Some employees are light-fingered, and it isn’t always easy to catch them stealing. Loss-prevention staff often presses hard when interviewing employees they suspect are pilfering. That’s appropriate, as is reporting the case to police.
As the following case shows, aggressive questioning during an initial investigation doesn’t equal malicious intent—even if the employee is prosecuted and eventually acquitted.
Recent case: Bernard Scarborough worked for Dillard’s Department Stores in the shoe department, and also held a full-time job at a bank. He was accused of letting two customers walk away with two pairs of shoes without paying. Managers checked the cash register tapes, and store security officers questioned Scarborough. He claimed they threatened him with criminal prosecution and told him he would lose his bank job if he didn’t admit to theft.
Although Scarborough professed his innocence, police were called in and he was criminally prosecuted. A jury acquitted him.
He then sued for malicious prosecution and a jury awarded him $77,000 in punitive damages. Dillard’s appealed, claiming that it could be liable for punitive damages only if it had acted with malice, or willful or wanton conduct.

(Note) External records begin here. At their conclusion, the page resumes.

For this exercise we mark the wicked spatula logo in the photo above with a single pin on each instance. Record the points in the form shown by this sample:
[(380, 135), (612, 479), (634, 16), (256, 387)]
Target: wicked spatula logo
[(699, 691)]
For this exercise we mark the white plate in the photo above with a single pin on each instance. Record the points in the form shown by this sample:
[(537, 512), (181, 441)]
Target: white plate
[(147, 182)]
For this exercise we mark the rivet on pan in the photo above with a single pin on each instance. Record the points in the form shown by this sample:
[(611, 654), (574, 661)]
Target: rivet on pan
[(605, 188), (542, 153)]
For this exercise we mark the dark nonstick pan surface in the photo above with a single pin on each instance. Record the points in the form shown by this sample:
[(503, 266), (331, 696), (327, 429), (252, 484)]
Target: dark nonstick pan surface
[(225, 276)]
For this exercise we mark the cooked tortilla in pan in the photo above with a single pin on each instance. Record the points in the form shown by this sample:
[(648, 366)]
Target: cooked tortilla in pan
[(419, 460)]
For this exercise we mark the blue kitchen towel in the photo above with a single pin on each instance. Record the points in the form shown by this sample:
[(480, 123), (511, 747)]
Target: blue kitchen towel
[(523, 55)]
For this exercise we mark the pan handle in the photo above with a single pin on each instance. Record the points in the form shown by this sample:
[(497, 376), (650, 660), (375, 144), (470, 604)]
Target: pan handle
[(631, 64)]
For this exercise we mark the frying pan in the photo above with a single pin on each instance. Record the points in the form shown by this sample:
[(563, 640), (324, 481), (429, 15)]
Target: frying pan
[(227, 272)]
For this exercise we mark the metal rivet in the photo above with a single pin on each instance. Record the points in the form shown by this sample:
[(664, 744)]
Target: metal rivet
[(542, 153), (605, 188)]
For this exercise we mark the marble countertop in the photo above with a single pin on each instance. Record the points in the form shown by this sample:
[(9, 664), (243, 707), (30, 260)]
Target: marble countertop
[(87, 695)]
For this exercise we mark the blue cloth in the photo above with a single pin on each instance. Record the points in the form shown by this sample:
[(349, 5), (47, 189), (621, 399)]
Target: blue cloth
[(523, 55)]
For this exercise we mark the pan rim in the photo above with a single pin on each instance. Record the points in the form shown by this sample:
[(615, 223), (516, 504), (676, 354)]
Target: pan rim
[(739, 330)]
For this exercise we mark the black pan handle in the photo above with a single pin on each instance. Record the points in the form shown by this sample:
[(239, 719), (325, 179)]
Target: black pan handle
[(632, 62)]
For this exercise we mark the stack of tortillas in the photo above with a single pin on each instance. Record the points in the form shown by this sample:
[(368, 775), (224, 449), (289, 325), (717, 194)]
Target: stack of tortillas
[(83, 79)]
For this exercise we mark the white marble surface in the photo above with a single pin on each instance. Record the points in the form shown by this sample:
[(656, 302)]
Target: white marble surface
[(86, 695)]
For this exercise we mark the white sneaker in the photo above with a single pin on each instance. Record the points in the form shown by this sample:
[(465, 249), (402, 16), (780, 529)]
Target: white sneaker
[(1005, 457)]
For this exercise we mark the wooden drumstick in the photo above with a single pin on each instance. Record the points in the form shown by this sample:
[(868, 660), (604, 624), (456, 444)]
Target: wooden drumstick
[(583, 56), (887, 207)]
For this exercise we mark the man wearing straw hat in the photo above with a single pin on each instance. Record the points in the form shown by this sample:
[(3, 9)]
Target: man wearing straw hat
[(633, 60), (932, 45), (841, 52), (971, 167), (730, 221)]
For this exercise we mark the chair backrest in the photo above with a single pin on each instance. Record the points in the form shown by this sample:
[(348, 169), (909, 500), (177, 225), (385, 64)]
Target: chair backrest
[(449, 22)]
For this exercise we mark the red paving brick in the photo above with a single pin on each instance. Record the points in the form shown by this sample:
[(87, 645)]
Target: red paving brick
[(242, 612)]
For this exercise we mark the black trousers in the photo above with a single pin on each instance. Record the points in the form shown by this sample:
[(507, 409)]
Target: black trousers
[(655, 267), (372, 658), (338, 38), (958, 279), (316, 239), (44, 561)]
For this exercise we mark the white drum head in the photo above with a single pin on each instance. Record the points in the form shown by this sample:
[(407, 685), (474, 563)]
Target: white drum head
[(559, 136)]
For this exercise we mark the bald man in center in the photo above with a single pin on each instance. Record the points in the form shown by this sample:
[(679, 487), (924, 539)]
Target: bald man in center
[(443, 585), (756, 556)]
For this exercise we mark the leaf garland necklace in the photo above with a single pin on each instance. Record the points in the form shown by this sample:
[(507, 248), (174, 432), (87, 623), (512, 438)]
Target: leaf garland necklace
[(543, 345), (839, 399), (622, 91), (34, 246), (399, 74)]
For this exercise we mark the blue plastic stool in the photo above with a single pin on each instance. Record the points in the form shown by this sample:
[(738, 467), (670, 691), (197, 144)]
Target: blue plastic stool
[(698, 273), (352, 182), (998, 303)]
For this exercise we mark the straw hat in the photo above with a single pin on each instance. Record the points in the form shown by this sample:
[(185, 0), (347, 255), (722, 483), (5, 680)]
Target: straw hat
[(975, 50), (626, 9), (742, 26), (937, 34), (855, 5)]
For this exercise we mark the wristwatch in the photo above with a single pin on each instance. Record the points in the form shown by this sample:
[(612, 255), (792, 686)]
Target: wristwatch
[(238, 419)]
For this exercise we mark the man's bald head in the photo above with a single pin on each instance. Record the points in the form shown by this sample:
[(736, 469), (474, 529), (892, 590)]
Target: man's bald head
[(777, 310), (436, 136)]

The North Carolina Supreme Court determined that nothing about Dillard’s investigation and the resulting criminal prosecution met those standards. While the investigation wasn’t perfect and the criminal charges didn’t pan out, none of the employer’s actions was malicious. (Scarborough v. Dillard’s, No. 112A08, North Carolina Supreme Court, 2009)
- How to Fire an Employee the Legal Way: 6 Termination Guidelines
- Can we fire an employee for refusing to take a lie detector test?
- Take another shot at small biz one-two tax punch
- Favoring older applicants: Is it discrimination?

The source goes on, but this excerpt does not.